Any free layouts like this chair ..thx


----------



## woodnthings (Jan 24, 2009)

*Chair plans?*



Rebelwork said:


> Any free *layouts* like this chair ..thx


Your title is unclear... free chairs? or chair plans?


----------



## Toolman50 (Mar 22, 2015)

Put my name in for some free chairs also!
Jim


----------



## FrankC (Aug 24, 2012)

Double wide plan here, probably adaptable if you can't find any others:

http://www.scout.com/home/build/story/1405227-build-a-folding-adirondack-bench


----------



## ryan50hrl (Jun 30, 2012)

Can I get free shipping for the free chairs too??


----------



## Rebelwork (Jan 15, 2012)

woodnthings said:


> Your title is unclear... free chairs? or chair plans?

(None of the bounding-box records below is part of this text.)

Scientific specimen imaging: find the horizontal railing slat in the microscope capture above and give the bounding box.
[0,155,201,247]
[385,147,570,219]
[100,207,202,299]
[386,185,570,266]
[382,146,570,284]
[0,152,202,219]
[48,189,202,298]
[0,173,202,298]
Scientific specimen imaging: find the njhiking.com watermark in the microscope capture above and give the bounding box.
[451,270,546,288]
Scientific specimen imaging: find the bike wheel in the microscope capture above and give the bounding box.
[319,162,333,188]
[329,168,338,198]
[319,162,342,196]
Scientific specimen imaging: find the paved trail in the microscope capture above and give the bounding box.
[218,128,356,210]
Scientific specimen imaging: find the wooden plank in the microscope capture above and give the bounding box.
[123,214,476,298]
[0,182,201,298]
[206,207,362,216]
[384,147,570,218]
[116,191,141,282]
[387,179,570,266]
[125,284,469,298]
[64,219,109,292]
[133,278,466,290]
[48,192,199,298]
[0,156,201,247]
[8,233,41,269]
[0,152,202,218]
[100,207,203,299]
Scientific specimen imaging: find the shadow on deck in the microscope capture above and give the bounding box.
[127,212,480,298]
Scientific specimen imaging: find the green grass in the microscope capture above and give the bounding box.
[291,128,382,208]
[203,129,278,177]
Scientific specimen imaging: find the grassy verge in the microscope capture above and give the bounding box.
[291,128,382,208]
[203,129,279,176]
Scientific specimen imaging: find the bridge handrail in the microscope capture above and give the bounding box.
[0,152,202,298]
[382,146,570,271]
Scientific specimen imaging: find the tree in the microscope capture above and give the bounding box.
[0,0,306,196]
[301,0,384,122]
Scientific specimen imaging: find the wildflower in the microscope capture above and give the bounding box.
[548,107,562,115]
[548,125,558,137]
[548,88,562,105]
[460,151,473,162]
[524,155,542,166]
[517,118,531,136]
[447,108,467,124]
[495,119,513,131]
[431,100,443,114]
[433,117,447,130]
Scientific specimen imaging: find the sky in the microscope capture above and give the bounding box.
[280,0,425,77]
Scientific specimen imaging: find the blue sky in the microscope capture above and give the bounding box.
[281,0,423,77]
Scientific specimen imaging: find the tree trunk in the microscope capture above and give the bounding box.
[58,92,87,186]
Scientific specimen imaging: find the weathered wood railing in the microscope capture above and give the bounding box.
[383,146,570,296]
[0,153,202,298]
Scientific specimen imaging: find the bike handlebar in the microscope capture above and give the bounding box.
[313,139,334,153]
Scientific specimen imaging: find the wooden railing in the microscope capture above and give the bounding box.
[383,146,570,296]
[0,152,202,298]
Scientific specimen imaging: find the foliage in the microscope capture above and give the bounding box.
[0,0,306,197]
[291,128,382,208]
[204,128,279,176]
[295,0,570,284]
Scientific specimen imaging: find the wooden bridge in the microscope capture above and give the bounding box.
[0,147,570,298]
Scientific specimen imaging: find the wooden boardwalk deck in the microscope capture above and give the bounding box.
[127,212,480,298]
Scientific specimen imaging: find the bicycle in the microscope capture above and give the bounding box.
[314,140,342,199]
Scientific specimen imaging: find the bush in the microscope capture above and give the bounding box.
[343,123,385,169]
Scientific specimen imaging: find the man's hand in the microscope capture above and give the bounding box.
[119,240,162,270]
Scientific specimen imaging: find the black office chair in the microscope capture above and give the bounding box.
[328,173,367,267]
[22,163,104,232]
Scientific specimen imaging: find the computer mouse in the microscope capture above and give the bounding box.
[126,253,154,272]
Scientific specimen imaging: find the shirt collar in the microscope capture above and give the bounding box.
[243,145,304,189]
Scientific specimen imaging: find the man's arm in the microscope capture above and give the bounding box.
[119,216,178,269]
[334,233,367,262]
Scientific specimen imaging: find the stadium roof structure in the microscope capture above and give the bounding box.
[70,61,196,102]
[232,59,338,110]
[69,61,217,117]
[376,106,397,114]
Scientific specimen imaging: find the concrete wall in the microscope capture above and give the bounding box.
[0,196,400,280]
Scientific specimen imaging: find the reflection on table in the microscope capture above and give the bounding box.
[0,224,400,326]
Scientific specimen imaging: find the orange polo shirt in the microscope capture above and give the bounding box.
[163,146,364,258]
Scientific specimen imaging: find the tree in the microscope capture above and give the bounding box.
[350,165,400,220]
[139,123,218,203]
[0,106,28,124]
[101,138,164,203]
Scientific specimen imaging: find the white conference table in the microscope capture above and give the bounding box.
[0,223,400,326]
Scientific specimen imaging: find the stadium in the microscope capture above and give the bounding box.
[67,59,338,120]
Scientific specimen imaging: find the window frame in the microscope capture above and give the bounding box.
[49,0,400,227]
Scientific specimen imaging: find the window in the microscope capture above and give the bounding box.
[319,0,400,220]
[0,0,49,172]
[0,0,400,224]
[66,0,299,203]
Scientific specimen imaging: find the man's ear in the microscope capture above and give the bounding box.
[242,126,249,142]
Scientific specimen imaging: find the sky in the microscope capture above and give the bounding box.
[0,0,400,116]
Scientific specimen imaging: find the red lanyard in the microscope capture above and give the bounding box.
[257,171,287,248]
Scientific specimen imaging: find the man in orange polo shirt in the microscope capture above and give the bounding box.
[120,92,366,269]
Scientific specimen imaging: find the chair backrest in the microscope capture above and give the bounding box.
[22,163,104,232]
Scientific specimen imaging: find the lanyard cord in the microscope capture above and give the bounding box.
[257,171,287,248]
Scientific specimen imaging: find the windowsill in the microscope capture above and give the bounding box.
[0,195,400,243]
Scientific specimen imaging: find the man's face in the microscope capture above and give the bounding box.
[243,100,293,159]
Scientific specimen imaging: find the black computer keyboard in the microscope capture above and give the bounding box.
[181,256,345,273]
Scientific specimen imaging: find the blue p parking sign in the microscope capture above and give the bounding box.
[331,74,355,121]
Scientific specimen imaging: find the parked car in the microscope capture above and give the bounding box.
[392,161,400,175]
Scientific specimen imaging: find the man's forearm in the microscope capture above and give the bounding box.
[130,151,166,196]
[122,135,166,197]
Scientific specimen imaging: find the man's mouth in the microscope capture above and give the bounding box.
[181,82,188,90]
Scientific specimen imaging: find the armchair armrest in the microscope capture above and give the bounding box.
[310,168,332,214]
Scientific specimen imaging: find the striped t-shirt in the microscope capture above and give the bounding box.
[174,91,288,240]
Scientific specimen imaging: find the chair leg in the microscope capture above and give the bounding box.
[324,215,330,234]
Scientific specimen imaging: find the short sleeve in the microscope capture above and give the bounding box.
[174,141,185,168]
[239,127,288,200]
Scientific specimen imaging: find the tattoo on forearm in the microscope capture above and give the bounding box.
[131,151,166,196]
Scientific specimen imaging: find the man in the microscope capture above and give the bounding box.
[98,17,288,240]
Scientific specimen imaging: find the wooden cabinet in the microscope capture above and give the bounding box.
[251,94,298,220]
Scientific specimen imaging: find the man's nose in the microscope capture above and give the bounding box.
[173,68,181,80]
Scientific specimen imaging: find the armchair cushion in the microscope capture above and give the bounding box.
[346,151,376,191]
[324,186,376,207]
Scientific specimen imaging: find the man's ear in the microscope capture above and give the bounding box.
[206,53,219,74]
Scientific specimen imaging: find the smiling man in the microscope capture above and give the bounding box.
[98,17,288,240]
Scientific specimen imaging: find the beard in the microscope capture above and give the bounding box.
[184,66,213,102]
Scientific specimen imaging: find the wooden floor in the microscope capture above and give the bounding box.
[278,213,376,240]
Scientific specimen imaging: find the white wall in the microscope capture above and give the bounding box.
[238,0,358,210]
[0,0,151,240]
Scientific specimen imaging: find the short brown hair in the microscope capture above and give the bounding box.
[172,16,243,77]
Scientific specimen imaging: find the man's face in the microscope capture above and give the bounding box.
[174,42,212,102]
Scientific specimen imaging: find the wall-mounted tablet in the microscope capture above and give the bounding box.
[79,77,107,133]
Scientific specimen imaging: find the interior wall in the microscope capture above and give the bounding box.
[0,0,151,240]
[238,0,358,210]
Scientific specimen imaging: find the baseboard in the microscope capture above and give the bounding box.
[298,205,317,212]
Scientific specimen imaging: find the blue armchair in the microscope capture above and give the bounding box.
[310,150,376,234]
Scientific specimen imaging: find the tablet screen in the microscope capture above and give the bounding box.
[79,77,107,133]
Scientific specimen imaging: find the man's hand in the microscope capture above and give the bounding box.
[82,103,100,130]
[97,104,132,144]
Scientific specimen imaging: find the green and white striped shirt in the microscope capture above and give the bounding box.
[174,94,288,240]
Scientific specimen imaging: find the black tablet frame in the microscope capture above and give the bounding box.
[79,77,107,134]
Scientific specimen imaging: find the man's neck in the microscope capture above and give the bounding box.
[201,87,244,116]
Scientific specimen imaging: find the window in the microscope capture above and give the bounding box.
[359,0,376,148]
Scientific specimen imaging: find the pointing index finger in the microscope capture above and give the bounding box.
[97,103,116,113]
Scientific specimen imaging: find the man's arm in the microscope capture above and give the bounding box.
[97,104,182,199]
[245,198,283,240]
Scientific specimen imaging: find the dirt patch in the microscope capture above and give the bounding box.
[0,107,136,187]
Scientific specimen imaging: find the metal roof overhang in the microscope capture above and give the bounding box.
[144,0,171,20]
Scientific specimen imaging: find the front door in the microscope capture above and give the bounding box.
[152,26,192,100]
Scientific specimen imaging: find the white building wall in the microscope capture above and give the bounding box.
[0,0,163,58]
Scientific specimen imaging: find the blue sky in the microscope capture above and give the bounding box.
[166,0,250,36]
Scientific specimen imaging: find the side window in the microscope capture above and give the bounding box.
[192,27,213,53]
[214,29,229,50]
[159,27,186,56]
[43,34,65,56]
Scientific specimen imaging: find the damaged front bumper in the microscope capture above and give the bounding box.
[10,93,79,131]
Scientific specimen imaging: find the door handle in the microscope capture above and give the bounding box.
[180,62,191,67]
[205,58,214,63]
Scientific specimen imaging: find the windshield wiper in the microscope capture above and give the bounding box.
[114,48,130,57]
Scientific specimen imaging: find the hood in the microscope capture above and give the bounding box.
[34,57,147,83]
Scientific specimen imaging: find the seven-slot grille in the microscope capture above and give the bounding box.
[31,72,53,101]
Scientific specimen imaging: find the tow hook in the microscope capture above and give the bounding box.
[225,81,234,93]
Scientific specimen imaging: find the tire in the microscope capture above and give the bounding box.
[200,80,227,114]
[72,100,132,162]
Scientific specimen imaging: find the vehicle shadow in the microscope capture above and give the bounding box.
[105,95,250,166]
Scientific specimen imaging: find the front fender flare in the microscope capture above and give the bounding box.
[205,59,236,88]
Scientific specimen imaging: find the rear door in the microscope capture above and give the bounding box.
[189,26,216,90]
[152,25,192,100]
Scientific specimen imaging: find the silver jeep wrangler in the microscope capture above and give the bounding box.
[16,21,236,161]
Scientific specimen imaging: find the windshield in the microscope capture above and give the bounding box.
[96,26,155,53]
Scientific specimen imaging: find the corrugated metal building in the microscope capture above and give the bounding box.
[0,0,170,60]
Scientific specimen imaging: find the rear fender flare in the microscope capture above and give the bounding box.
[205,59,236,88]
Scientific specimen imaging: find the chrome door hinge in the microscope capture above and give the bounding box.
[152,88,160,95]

Free plans or layout that are printable.


----------



## Rebelwork (Jan 15, 2012)

Toolman50 said:


> Put my name in for some free chairs also!
> Jim


All you want. Shipping $299 each.:yes:


----------



## Rebelwork (Jan 15, 2012)

FrankC said:


> Double wide plan here, probably adaptable if you can't find any others:
> 
> http://www.scout.com/home/build/story/1405227-build-a-folding-adirondack-bench


Thx for the link. Looking them over. Didn't realize they were that hard to find:blink:


----------



## JSmithKC (Jun 21, 2015)

*Something like this?*

http://www.google.com/url?sa=t&rct=j&q=multigrip_adirondackchair+pdf&source=web&cd=1&cad=rja&uact=8&ved=0CB8QFjAA&url=http%3A%2F%2Fcontent.wiltontool.com%2Fcoolstuff%2Fmultigrip_adirondackplan.pdf&ei=ZMyGVbmtPIjm-QGSm4HIDw&usg=AFQjCNGd14K6KtfSBwuznaJDPaV9I44PgA&sig2=eXrLBnNLnVJBDDep2jf_9g


----------



## Al B Thayer (Dec 10, 2011)

I have a folding adirondack chair plan but it looks more like the traditional version. Haven't made any in 20 years but I getting ready to. They're getting popular again. I love setting in those chairs.

Nice plan.

Al


----------



## Rebelwork (Jan 15, 2012)

Here's a better picture of the folding chairs. Took a picture of a gliding chair at the reunion Saturday. I may end up borrowing the chair to get the pattern but still would like the folding chair. 

Looking for...
Titanic chair plan
Adirondack chair plan 
Gliding adirondack chair plan

Deck will be done this year and want to make some nice chairs for it..:yes::yes:


----------



## JSmithKC (Jun 21, 2015)

*Wait just a minute.....*

Rebel, does this look familiar? I have a feeling we know each other...:bangin:


----------



## Nom Deplume (May 8, 2015)

Lee Valley has a nice plan for $14.50
I just got these. Full size templates that I glued to some hardboard to make some working templates.

I have most of the pieces cut. I just need to cut the slats and put together.










http://www.leevalley.com/US/Wood/page.aspx?p=44835&cat=1,46158,42665&ap=1


----------